In connection with the last point, it must be clarified that falling inflation DOES appear to penalise borrowers, many of whom are investors and to reward savers (since inflation appear to the latter as the cost of holding money) but here again the proxy is mistaken for the actual. It is deteriorating credit conditions which, by failing to synch the borrowing rate with the inflation rate,are really to blame.

And here, we must admit that insofar as human perception is involved in the delicate balancing act between money supply and productive output, the outcomes should best be arrayed in ranges.
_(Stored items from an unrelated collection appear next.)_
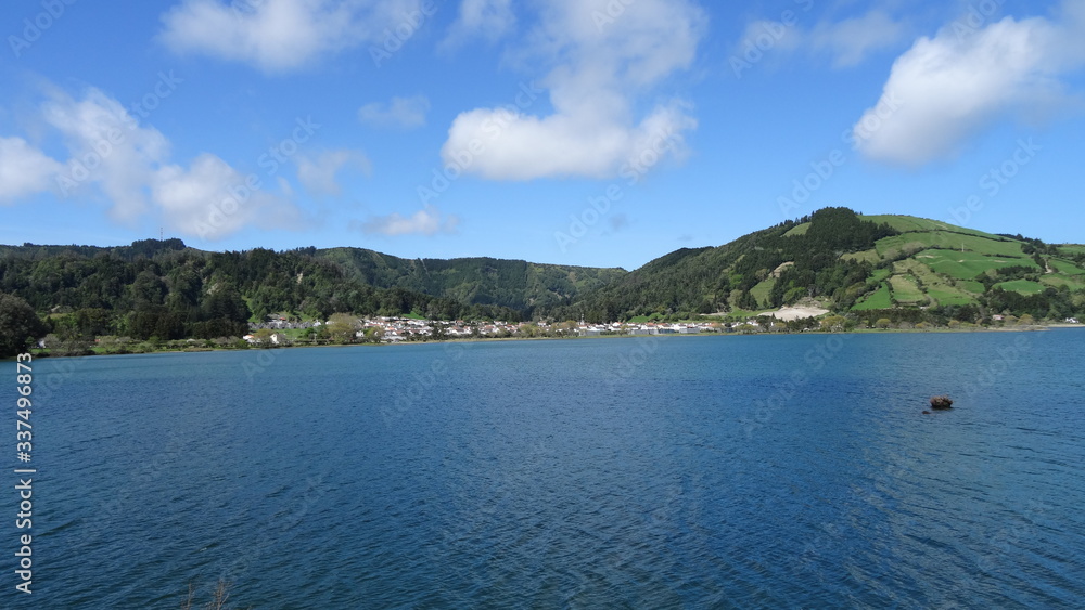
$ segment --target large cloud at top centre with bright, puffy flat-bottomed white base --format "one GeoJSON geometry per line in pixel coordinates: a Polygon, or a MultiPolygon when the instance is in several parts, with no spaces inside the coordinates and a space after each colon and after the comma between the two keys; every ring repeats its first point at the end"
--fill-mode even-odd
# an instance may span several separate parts
{"type": "Polygon", "coordinates": [[[526,113],[523,92],[510,94],[519,106],[462,113],[442,147],[445,163],[493,180],[609,178],[641,163],[649,148],[678,152],[681,133],[697,126],[688,104],[664,102],[647,113],[638,106],[690,66],[705,22],[687,0],[548,3],[519,51],[549,70],[541,85],[553,114],[526,113]]]}

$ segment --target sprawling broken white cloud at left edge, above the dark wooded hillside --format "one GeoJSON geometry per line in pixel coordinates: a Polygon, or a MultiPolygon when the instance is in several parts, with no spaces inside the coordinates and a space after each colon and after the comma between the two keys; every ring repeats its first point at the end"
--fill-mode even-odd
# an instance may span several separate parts
{"type": "Polygon", "coordinates": [[[290,202],[215,155],[188,168],[170,163],[166,137],[98,89],[81,100],[54,92],[41,113],[71,157],[62,164],[21,138],[0,138],[0,200],[54,189],[68,198],[100,193],[118,221],[157,211],[170,229],[209,239],[250,224],[298,225],[290,202]]]}

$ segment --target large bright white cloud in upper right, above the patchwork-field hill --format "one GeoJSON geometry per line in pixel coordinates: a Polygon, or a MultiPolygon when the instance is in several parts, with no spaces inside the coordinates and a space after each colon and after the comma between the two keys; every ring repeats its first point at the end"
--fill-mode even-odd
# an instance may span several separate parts
{"type": "Polygon", "coordinates": [[[1085,64],[1083,5],[1067,2],[1059,20],[1006,17],[974,30],[955,22],[920,38],[854,126],[859,151],[919,166],[957,155],[999,117],[1057,108],[1067,100],[1062,77],[1085,64]]]}

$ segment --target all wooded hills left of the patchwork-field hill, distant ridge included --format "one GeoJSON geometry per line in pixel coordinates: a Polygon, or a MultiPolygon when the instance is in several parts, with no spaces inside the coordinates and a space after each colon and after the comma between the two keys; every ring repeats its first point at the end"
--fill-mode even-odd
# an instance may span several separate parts
{"type": "Polygon", "coordinates": [[[488,258],[406,260],[358,248],[212,252],[180,239],[0,246],[0,294],[25,300],[50,330],[140,340],[241,336],[270,314],[519,321],[626,273],[488,258]]]}

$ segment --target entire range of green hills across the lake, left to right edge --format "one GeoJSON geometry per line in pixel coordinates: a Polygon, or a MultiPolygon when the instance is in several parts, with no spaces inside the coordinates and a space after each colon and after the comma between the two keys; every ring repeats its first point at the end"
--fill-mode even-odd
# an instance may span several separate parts
{"type": "Polygon", "coordinates": [[[80,333],[144,338],[218,336],[269,314],[334,312],[613,322],[742,317],[807,303],[853,320],[1060,320],[1085,312],[1085,246],[825,208],[633,272],[346,247],[214,252],[180,239],[0,246],[0,291],[80,333]]]}

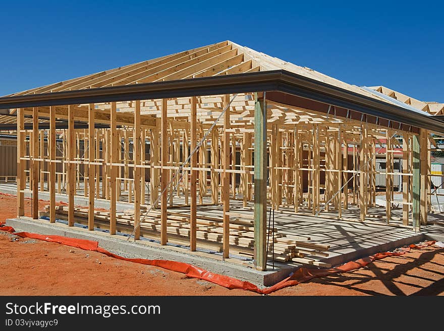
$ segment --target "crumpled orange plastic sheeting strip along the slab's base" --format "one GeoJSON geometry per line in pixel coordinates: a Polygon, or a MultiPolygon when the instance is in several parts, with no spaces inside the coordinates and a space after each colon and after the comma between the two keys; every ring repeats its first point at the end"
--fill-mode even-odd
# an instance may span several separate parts
{"type": "MultiPolygon", "coordinates": [[[[3,227],[3,228],[11,228],[11,227],[3,227]]],[[[3,230],[3,228],[0,227],[0,230],[3,230]]],[[[14,232],[14,229],[12,229],[12,231],[10,231],[10,230],[6,230],[6,231],[14,232]]],[[[260,294],[270,294],[274,291],[283,289],[285,287],[298,285],[299,283],[303,283],[303,282],[309,281],[310,279],[317,278],[317,277],[323,277],[323,276],[328,276],[328,275],[332,275],[332,274],[349,272],[349,271],[352,271],[355,269],[365,267],[365,266],[367,266],[367,264],[369,264],[375,260],[379,260],[379,259],[382,259],[382,258],[385,258],[388,256],[400,256],[402,254],[405,254],[406,251],[410,251],[410,249],[412,249],[412,248],[419,249],[419,248],[433,245],[435,243],[435,241],[427,241],[423,245],[412,244],[408,247],[403,247],[402,248],[403,251],[399,251],[399,252],[376,253],[374,255],[364,257],[364,258],[358,259],[356,261],[350,261],[348,263],[343,264],[343,266],[340,266],[338,268],[331,268],[331,269],[300,268],[293,275],[282,280],[281,282],[279,282],[271,287],[260,289],[256,285],[254,285],[250,282],[241,281],[239,279],[232,278],[229,276],[214,274],[214,273],[211,273],[211,272],[206,271],[204,269],[200,269],[195,266],[192,266],[191,264],[188,264],[185,262],[159,260],[159,259],[150,260],[150,259],[146,259],[146,258],[123,257],[123,256],[114,254],[112,252],[107,251],[106,249],[99,247],[97,241],[86,240],[86,239],[75,239],[75,238],[68,238],[68,237],[55,236],[55,235],[41,235],[41,234],[29,233],[29,232],[19,232],[19,233],[15,233],[15,234],[20,237],[23,237],[23,238],[39,239],[39,240],[44,240],[44,241],[48,241],[48,242],[57,242],[60,244],[73,246],[73,247],[77,247],[80,249],[93,250],[93,251],[97,251],[97,252],[106,254],[108,256],[119,258],[119,259],[122,259],[125,261],[147,264],[149,266],[156,266],[156,267],[160,267],[163,269],[182,273],[182,274],[185,274],[187,277],[205,280],[205,281],[208,281],[208,282],[220,285],[220,286],[224,286],[228,289],[248,290],[248,291],[253,291],[256,293],[260,293],[260,294]]]]}

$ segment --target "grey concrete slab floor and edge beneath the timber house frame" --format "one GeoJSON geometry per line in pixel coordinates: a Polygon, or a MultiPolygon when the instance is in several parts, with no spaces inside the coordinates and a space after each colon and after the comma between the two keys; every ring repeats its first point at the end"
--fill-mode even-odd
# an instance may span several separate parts
{"type": "MultiPolygon", "coordinates": [[[[10,194],[16,194],[15,183],[0,184],[0,191],[10,194]]],[[[29,197],[30,192],[25,196],[29,197]]],[[[39,198],[49,199],[47,191],[39,191],[39,198]]],[[[56,194],[56,201],[68,201],[66,194],[56,194]]],[[[76,205],[87,205],[88,198],[81,195],[75,196],[76,205]]],[[[242,202],[238,200],[230,201],[231,208],[243,213],[252,213],[252,205],[243,208],[242,202]]],[[[95,207],[109,208],[109,201],[96,199],[95,207]]],[[[117,203],[118,210],[127,210],[133,208],[132,204],[125,202],[125,196],[117,203]],[[123,200],[123,201],[122,201],[123,200]]],[[[189,213],[189,208],[174,207],[172,210],[182,213],[189,213]]],[[[373,214],[384,213],[380,207],[371,208],[373,214]]],[[[399,216],[402,210],[395,209],[393,214],[399,216]]],[[[198,206],[197,214],[201,216],[221,217],[221,206],[198,206]]],[[[353,215],[353,208],[349,209],[350,215],[353,215]]],[[[441,214],[429,214],[430,225],[421,226],[421,232],[413,232],[411,228],[399,227],[399,221],[393,221],[394,224],[386,225],[381,218],[369,218],[366,222],[351,222],[339,219],[324,217],[312,217],[302,214],[294,214],[291,208],[281,208],[275,213],[274,226],[280,232],[287,235],[302,235],[310,237],[313,242],[328,244],[328,257],[319,258],[322,262],[330,263],[332,266],[339,266],[350,260],[365,257],[381,251],[390,251],[397,247],[416,243],[423,240],[444,241],[444,216],[441,214]]],[[[221,255],[213,252],[205,252],[201,249],[198,252],[191,253],[188,247],[170,244],[161,246],[155,240],[142,238],[136,242],[126,240],[124,234],[110,236],[103,230],[88,231],[84,225],[76,224],[75,227],[68,227],[61,222],[49,223],[48,220],[32,220],[30,218],[9,219],[7,225],[14,227],[18,231],[27,231],[40,234],[56,234],[66,237],[82,238],[95,240],[99,245],[109,251],[126,257],[141,257],[150,259],[169,259],[183,261],[193,264],[199,268],[208,271],[227,275],[241,280],[252,282],[258,286],[271,286],[291,273],[301,268],[301,264],[296,262],[280,263],[275,262],[275,268],[272,268],[271,261],[268,262],[268,268],[265,272],[256,271],[253,268],[251,259],[240,260],[229,258],[226,261],[221,260],[221,255]]],[[[199,247],[198,247],[199,249],[199,247]]],[[[316,268],[316,267],[312,267],[316,268]]]]}

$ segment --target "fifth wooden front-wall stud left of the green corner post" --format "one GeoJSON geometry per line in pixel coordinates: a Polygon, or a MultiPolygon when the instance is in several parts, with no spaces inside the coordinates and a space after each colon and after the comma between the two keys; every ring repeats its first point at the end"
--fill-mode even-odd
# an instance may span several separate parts
{"type": "MultiPolygon", "coordinates": [[[[117,141],[117,110],[116,102],[111,103],[111,116],[110,116],[110,135],[111,146],[109,148],[109,158],[111,163],[116,164],[118,160],[118,153],[120,153],[120,142],[117,141]]],[[[110,167],[110,202],[109,202],[109,234],[116,234],[116,202],[117,202],[117,166],[111,165],[110,167]]]]}

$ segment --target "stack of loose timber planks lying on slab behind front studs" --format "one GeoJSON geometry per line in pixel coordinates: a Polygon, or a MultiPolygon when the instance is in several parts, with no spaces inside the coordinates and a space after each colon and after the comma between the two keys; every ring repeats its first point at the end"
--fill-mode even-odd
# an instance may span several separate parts
{"type": "MultiPolygon", "coordinates": [[[[40,216],[49,217],[49,206],[40,216]]],[[[230,218],[230,248],[232,253],[253,257],[254,224],[251,215],[231,213],[230,218]],[[245,217],[244,217],[245,216],[245,217]]],[[[68,207],[55,207],[55,217],[61,220],[68,219],[68,207]]],[[[88,223],[88,208],[75,208],[74,221],[80,224],[88,223]]],[[[156,239],[160,233],[160,211],[151,210],[146,213],[141,210],[141,235],[156,239]]],[[[188,244],[190,236],[190,217],[185,213],[168,212],[167,233],[171,239],[180,244],[188,244]]],[[[109,212],[95,211],[94,225],[98,228],[109,228],[109,212]]],[[[134,211],[126,210],[117,214],[117,230],[131,233],[134,228],[134,211]]],[[[197,239],[201,242],[214,242],[217,245],[209,245],[207,248],[221,251],[223,241],[223,221],[220,218],[209,216],[197,216],[197,239]]],[[[309,242],[309,237],[293,236],[281,233],[274,229],[268,234],[268,258],[280,262],[297,262],[312,264],[319,267],[330,267],[328,263],[319,261],[319,257],[328,256],[326,251],[329,245],[309,242]],[[274,255],[272,252],[274,251],[274,255]]],[[[201,245],[199,245],[201,246],[201,245]]]]}

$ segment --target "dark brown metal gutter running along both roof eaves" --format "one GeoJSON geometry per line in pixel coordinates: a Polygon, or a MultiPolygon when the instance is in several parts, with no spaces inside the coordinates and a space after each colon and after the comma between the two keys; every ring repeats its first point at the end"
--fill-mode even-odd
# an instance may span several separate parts
{"type": "Polygon", "coordinates": [[[444,134],[444,122],[286,70],[0,98],[0,108],[279,91],[444,134]]]}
In that sense, growth may temporarily induce inflationary pressures, but never to such an extent as cannot be reined in by skilled calibration.

The aforementioned party spokesperson’s concern about the quality of inflation measurement data in this country is of course perfectly justified. What is suspect is his method for disputing the data.

By all means, we should all treat official economic statistics in this country with some caution.

Successive governments have failed to adequately resource and reform the key institutions in charge of that aspect of our national life.

The Consumer Price Index, which is the technical measurement of inflation, uses weights for the different categories of household expenditure deduced from the 1998/99 household survey, while employing a base year of 2002. Some have suggested using more recent referent points. Our view is that this misses the point.

The critical issue is the inadequacy of ethnographic research in the establishment of sufficiently representative weights for the different categories of items. It is laughable to believe that the “average household” in modern Ghana spends just 0.3% of household income on communications or 1.60% on education (in these days of “extra classes” and “professional qualifications”). So long as the computation of the CPI fails to sufficiently take into account income group differentiation, its sensitivity will remain suspect.

More items (than the current 242) need to be collected for the CPI, from more varied sources, and with greater analytical sensitivity. Furthermore the escalating divergence between the Producers Price Index (inflation as perceived by businesses – PPI) and the CPI (inflation as perceived by consumers) is becoming worrying. PPI is currently believed to hover above 18%.

It is noteworthy that when the International Comparative Program (ICP – an exercise to synch Ghanaian measurement with international practice on a pilot basis) was active in Ghana, strong divergence was noted for many months between ICP and CPI figures, with ICP measurements of inflation exceeding CPI measurements by 20% on certain occasions.

But the fact that we are failing to measure inflation more rigorously does not detract from the significance of the indicator, even if only as a comparative rather than absolute tool in the tracking of trends in the economy from year to year, which is to say the same tools, and presumably their flaws, have been used for guiding policy in this country during successive administrations.  

Most importantly of all, it takes nothing away from government’s prime duty to reduce the rate of inflation. That reality is commonsensical.

Of course, a day may come when we may no longer have to rely so critically on governments to manage this crucial aspect of our economic lives, but that is another discussion entirely.